Die Klägerin hat, soweit in der Revisionsinstanz noch von Bedeutung, beantragt:
1. Die Beklagte wird verurteilt, der Klägerin für die Monate Mai, Juni, August, Oktober und November des Jahres 2004 monatliche Abrechnungen über ihr Gehalt für den Zeitraum ab einschließlich 10. Mai 2004 bis 30. November 2004 zu erteilen.
2. Die Beklagte wird verurteilt, der Klägerin den sich aus der Abrechnung für Mai 2004 ergebenden Betrag nebst Zinsen hieraus iHv. fünf Prozentpunkten über dem Basiszins der EZB für den Zeitraum vom 17. Mai 2004 bis zum 15. Juni 2004 sowie den sich aus der Abrechnung für Juni 2004 ergebenden Betrag nebst weiteren Zinsen iHv. fünf Prozentpunkten über dem Basiszins der EZB für den Zeitraum ab einschließlich 16. Juni 2004 bis zum 15. Juli 2004 und den sich aus der Abrechnung Juni 2004 für Juli 2004 ergebenden Betrag nebst weiteren Zinsen hieraus iHv. fünf Prozentpunkten über dem Basiszins der EZB für den Zeitraum ab einschließlich 16. Juli 2004 bis zum 15. August 2004 sowie den sich aus der Abrechnung August 2004 ergebenden Betrag nebst weiteren Zinsen hieraus iHv. fünf Prozentpunkten über dem Basiszins der EZB ab einschließlich 16. August 2004 bis zum 15. September 2004 und den sich aus der Abrechnung August 2004 ergebenden Betrag für September 2004 nebst weiteren Zinsen hieraus iHv. fünf Prozentpunkten über dem Basiszins der EZB ab einschließlich 16. September 2004 bis zum 15. Oktober 2004 und den sich aus der Abrechnung Oktober 2004 ergebenden Betrag nebst weiteren Zinsen hieraus iHv. fünf Prozentpunkten über dem Basiszins der EZB für den Zeitraum ab einschließlich 17. Oktober 2004 bis zum 15. November 2004 sowie den sich aus der Abrechnung für November 2004 ergebenden Betrag nebst weiteren Zinsen hieraus iHv. fünf Prozentpunkten über dem Zinssatz der EZB für den Zeitraum ab einschließlich 16. November 2004
– abzüglich am 30. April 2004 für Mai 2004 erhaltener Sozialhilfe in anteiliger Höhe von 566,10 Euro sowie
– abzüglich am 1. Juni 2004 iHv. 797,69 Euro erhaltener Sozialhilfe für Juni 2004
– abzüglich am 1. Juli 2004 iHv. 797,69 Euro erhaltener Sozialhilfe für Juli 2004
– abzüglich am 30. Juli 2004 iHv. 666,29 Euro erhaltener Sozialhilfe für August 2004
– abzüglich am 1. September 2004 iHv. 666,29 Euro erhaltener Sozialhilfe für September 2004
– abzüglich am 1. Oktober 2004 iHv. 168,49 Euro erhaltener Sozialhilfe für Oktober 2004
– abzüglich am 28. Oktober 2004 iHv. 169,83 Euro erhaltener Sozialhilfe für November 2004
– abzüglich am 29. Oktober 2004 iHv. 651,31 Euro erhaltenem Arbeitslosengeld für Oktober 2004
– abzüglich am 30. November 2004 iHv. 630,30 Euro erhaltenem Arbeitslosengeld für November 2004
zu zahlen.
Die Beklagte hat beantragt, die Klage abzuweisen. Die Klägerin sei auch über den 9. Mai 2004 hinaus arbeitsunfähig krank und nicht in der Lage gewesen, ihrer Tätigkeit in der Kernzeitbetreuung nachzukommen.

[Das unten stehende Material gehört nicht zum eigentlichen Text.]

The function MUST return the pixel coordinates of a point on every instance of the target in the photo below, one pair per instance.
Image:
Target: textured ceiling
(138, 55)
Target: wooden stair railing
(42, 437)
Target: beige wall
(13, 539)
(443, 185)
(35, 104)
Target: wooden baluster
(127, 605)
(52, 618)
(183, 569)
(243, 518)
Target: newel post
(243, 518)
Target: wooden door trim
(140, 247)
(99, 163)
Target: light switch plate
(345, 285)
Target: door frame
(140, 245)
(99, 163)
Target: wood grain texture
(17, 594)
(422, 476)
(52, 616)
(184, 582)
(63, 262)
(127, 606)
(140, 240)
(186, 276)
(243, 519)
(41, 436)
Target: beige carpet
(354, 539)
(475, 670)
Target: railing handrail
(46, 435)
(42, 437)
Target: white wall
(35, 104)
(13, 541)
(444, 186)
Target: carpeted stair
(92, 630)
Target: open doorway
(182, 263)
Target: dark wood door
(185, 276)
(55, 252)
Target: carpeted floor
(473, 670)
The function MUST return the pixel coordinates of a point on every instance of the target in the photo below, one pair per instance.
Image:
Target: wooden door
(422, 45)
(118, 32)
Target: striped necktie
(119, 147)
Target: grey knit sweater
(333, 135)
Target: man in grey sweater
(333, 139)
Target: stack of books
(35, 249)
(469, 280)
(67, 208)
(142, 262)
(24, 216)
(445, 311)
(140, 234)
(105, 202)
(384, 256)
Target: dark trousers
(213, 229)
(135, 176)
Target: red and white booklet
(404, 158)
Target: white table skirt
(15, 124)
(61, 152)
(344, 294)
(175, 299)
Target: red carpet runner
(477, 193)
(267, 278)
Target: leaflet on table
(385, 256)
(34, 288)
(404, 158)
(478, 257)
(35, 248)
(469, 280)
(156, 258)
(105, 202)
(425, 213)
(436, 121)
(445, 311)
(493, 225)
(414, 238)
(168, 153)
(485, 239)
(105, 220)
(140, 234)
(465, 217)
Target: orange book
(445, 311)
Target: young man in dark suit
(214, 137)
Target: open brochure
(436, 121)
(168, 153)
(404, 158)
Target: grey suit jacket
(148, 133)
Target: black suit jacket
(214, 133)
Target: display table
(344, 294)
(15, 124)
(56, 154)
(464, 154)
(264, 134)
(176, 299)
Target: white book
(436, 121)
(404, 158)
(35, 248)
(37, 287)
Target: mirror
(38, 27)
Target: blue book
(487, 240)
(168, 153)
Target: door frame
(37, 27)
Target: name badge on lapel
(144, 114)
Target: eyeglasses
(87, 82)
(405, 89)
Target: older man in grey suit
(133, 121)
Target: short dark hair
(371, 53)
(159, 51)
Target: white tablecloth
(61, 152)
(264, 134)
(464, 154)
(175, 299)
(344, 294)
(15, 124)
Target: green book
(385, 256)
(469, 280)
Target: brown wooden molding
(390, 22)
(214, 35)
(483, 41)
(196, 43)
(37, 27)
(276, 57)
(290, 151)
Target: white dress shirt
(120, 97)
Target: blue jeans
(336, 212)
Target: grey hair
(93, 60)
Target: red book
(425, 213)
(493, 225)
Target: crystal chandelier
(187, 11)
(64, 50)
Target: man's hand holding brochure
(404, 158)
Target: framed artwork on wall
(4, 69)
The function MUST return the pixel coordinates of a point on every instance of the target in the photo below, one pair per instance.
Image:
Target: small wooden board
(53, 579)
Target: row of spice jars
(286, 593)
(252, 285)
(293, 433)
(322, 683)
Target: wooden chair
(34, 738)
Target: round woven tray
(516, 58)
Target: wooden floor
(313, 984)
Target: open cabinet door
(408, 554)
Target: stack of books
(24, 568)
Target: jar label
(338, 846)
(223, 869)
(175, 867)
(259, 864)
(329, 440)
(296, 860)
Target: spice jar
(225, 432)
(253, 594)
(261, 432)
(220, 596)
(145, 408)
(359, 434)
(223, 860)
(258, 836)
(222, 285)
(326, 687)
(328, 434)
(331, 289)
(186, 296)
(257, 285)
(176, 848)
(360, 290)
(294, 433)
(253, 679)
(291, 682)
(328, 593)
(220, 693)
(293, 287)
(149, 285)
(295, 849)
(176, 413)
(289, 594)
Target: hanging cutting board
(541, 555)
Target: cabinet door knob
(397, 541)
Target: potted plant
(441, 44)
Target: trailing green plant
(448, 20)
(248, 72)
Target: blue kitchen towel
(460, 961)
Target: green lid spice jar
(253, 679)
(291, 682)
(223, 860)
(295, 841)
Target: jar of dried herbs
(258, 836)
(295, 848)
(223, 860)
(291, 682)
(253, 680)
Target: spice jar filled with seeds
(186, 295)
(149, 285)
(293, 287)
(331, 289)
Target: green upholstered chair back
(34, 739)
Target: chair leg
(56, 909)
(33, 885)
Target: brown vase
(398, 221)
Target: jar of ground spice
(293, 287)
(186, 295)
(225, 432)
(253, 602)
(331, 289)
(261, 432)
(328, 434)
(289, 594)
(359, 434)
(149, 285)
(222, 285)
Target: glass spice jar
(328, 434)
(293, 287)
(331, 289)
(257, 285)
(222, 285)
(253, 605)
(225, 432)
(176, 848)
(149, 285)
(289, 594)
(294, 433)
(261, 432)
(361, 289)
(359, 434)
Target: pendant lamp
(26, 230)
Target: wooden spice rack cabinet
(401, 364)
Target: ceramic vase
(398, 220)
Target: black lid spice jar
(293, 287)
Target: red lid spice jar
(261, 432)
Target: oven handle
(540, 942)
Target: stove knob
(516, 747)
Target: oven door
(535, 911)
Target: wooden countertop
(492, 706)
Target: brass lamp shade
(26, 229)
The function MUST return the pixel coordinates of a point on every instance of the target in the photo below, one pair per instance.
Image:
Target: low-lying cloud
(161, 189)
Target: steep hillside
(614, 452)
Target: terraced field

Das Arbeitsgericht hat die Klage als unbegründet abgewiesen. Das Landesarbeitsgericht hat die Berufung der Klägerin zurückgewiesen. Mit der vom Landesarbeitsgericht zugelassenen Revision verfolgt die Klägerin ihre Anträge weiter. Hilfsweise begehrt sie die Zahlung von 7.662,84 Euro für den Zeitraum vom 10. Mai 2004 bis zum 30. November 2004 nebst Zinsen abzüglich der im Klageantrag zu 2 genannten Beträge.
Entscheidungsgründe
Die Revision ist nicht begründet. Für den Anspruch auf Abrechnung fehlt es an einer Grundlage. Im Übrigen ist die Klage unzulässig.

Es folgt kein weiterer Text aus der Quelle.